This album could have been a complete disaster; cynics could very easily look at this as a cash-in attempt along the lines of the recently released Love (the Beatles remix album released by former Beatles producer George Martin and his son Giles) or the recent Who album Endless wire. But this album is not a disaster, and I am pleased to say that this is up there with some of the classic Beatles albums like Abbey Road from 1969 (but with a slightly rockier edge thanks to the Who influence). They even managed to have a sense of humour about the whole project -- the album cover is a parody of the With the Beatles cover, with the faces of the dearly departed George and John replaced with the faces of Pete and Roger.

Opening track I don't know why I'm here features a stunning Paul McCartney lead vocal, some great Ringo drum fills, and a classic Pete Townshend windmill guitar solo (Roger Daltrey is relegated to backing vocal status on this song). The lyrics are still up there with some of Macca's finest, and if I had to compare it to a classic Beatles song it would probably be Oh! darling from Abbey road.

Most of the tracks on Polar foils alternate between Paul McCartney and Pete Townshend penned numbers. Paul handles vocal duties on his own numbers, with the exception of Return to octopus' garden where Ringo reprises the classic Abbey road song. On the Pete Townshend songs, Pete generally shares vocals between himself and the gruffer Roger Daltrey.

One thing that the Beatles and the Who had in common was their love of the rock opera -- you only have to listen to Tommy or the second side of Abbey road to hear their love of weaving a patchwork quilt out of unfinished song fragments. And on the 2nd half of this album, they do exactly that. The song cycle We are here, we are everywhere features a stunning collaboration between genius songwriters Paul McCartney and Pete Townshend, where they trade vocals, stories, music-hall brilliance and psychedelic whimsy into a suite of songs that I do not hesitate to say is up there with the classic medleys of their former bands.

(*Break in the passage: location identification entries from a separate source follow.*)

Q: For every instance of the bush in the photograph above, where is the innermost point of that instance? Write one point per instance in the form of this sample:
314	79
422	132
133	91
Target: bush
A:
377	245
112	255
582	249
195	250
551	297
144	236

For those familiar with the "Paul is dead" conspiracy theories of the late 60's, R2P2 have played on this by hiding clues to a similar conspiracy theory within the lyrics, song titles and artwork of this album (sorry iTunes people, but you may miss out on the artwork clues). Apparently even the bizarre album title Polar foils is a clue. Conspiracy theory lovers can rejoice, and musical lovers can simply enjoy one of the best albums of the past 30 years.

This album is a masterpiece, and I do not use that word lightly. If you are a Beatles or Who fan (and I know there are a lot of you out there), go and buy this album right now. You will not regret it.